Using CrackMapExec, you can query the domain controller without any credentials. This allows you to pull a list of all domain users, which is the first step in any targeted attack. Once you have the user list, you can begin password spraying or identifying accounts that are susceptible to Kerberoasting.
crackmapexec smb <DC_IP> -u '' -p '' --users
The fix here is simple but often ignored: remove the Everyone and Anonymous Logon groups from the Pre-Windows 2000 Compatible Access group. If you are on an engagement, this is the first thing you should check. It provides the map you need to navigate the rest of the domain.
Kerberoasting and Service Principal Names
Kerberoasting is a classic technique that remains highly effective because it targets the way Windows handles service authentication. When a user requests a service ticket for a service with a Service Principal Name (SPN), the domain controller returns a ticket encrypted with the service account's password hash.
If you have a valid user account, you can request these tickets for any service account in the domain. Once you have the ticket, you can take it offline and crack it using Hashcat.
impacket-GetUserSPNs -request -dc-ip <DC_IP> <DOMAIN>/<USER>:<PASSWORD>
The vulnerability here is weak service account passwords. If an account has a weak password, you will crack it in minutes. To defend against this, enforce long, complex, and random passwords for all service accounts. If you are a researcher, look for service accounts that are members of high-privileged groups, as these are your primary targets for escalation.
Unconstrained Delegation and Impersonation
Unconstrained delegation is a dangerous configuration where a server can impersonate any user who authenticates to it.

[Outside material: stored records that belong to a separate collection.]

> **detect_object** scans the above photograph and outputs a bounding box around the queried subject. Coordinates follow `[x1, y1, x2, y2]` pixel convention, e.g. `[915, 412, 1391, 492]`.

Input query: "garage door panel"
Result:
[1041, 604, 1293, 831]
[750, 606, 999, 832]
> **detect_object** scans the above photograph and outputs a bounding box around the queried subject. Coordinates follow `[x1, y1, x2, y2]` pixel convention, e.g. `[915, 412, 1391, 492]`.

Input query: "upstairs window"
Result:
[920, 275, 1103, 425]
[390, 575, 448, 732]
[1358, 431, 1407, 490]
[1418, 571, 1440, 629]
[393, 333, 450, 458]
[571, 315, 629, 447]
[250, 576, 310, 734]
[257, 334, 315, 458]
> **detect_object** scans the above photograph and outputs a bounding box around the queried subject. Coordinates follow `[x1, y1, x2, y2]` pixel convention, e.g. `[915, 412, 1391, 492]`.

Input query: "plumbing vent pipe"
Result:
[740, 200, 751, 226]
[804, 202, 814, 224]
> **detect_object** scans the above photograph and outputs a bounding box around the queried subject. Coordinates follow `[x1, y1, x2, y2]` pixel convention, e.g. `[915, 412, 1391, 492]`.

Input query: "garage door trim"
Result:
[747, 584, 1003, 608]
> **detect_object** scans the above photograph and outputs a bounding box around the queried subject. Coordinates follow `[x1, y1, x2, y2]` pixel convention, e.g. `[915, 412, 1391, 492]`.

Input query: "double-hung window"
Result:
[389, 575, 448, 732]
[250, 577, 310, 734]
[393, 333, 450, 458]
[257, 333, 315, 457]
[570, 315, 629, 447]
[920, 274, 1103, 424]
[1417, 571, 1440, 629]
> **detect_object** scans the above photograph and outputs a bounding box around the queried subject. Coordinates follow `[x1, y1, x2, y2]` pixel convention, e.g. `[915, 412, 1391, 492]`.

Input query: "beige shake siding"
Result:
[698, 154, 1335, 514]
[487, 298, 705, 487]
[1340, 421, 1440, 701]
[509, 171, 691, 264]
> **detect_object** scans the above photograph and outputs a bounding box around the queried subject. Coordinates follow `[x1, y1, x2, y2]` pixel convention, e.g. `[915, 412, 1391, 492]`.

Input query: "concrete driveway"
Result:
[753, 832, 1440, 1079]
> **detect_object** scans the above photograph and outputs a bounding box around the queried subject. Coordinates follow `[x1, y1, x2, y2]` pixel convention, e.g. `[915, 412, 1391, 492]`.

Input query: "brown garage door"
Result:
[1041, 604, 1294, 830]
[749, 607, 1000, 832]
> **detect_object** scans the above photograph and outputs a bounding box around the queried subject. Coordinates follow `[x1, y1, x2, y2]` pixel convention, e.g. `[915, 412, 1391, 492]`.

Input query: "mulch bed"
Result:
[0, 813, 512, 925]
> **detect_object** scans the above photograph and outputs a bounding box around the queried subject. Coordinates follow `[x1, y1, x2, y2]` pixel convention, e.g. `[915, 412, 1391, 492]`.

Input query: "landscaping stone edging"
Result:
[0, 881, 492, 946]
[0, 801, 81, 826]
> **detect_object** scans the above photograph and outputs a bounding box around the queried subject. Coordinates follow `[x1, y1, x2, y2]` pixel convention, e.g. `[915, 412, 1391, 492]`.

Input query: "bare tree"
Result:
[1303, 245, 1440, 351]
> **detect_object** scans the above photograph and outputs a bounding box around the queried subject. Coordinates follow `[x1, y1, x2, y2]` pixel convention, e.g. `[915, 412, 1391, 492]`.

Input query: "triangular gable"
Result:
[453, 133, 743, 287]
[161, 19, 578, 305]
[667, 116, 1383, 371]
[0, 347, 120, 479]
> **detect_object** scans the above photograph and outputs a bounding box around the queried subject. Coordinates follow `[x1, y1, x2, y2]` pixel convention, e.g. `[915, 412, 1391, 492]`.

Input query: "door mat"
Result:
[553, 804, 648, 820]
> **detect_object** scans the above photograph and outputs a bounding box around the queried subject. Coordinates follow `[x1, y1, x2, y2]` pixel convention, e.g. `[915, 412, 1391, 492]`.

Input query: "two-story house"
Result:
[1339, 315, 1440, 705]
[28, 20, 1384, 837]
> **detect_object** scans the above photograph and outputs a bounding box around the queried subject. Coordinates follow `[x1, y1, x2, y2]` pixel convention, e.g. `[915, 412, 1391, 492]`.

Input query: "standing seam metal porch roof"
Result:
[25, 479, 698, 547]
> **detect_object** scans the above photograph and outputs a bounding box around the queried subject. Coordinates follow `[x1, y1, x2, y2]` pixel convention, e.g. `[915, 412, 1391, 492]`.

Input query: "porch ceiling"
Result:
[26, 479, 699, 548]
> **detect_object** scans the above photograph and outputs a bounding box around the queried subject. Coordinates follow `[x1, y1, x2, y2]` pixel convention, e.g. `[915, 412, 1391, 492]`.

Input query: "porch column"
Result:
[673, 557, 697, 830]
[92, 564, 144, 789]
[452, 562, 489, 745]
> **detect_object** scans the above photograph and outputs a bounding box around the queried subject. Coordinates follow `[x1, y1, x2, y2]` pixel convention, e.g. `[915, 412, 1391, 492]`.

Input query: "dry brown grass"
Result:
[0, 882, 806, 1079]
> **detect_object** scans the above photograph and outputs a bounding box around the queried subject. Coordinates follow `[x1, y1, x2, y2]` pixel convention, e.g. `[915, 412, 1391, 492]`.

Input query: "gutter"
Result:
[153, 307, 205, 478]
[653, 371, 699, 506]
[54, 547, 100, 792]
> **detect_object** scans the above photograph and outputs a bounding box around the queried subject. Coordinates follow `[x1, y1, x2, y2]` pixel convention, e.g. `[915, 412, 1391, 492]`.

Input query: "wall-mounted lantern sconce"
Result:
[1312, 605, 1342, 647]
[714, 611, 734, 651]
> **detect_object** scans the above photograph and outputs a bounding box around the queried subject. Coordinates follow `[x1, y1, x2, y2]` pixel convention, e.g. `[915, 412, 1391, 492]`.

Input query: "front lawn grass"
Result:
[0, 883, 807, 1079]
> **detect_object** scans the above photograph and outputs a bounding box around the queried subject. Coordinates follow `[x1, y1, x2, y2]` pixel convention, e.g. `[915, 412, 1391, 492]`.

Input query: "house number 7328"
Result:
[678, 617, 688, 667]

If a domain admin authenticates to a server configured for unconstrained delegation, that server caches the admin's Ticket Granting Ticket (TGT).
If you compromise that server, you can dump the memory using Mimikatz and extract the admin's TGT. With that ticket, you can impersonate the domain admin and move laterally throughout the entire network.
# Using Mimikatz to export tickets
sekurlsa::tickets /export
To mitigate this, move away from unconstrained delegation entirely. Use constrained delegation or resource-based constrained delegation instead. These configurations limit the services that a server can impersonate, significantly reducing the blast radius of a server compromise.
AD Certificate Services (ADCS) Misconfigurations
ADCS is often the "hidden" path to domain admin. If a certificate template is misconfigured to allow Enrollment Rights for low-privileged users and has the ENROLLEE_SUPPLIES_SUBJECT flag set, you can request a certificate for any user in the domain, including the domain administrator.
Using Certipy, you can identify these vulnerable templates and request a certificate for a high-privileged account.
certipy find -u <USER>@<DOMAIN> -p <PASSWORD> -dc-ip <DC_IP>
certipy req -u <USER>@<DOMAIN> -p <PASSWORD> -target <CA_SERVER> -template <TEMPLATE_NAME> -upn administrator@<DOMAIN>
Once you have the certificate, you can use it to authenticate as the administrator and dump the domain secrets. This is a critical OWASP A01:2021-Broken Access Control issue. If you are auditing an environment, always check the ADCS configuration. It is frequently the most overlooked attack vector in modern Windows environments.
Final Thoughts for the Field
Active Directory security is not about implementing a single "silver bullet" solution. It is about consistent, rigorous hygiene. As a pentester, your goal is to show the business that these small, seemingly minor misconfigurations can be chained together to achieve total control.
When you are on an engagement, do not just look for the "big" vulnerabilities. Look for the gaps in the GPOs, the service accounts with passwords that haven't been changed in years, and the ADCS templates that allow for unauthorized enrollment. These are the paths that lead to the domain controller, and they are the paths that you need to master to be effective in your work. Keep testing, keep documenting, and keep pushing the boundaries of what you can achieve in these environments.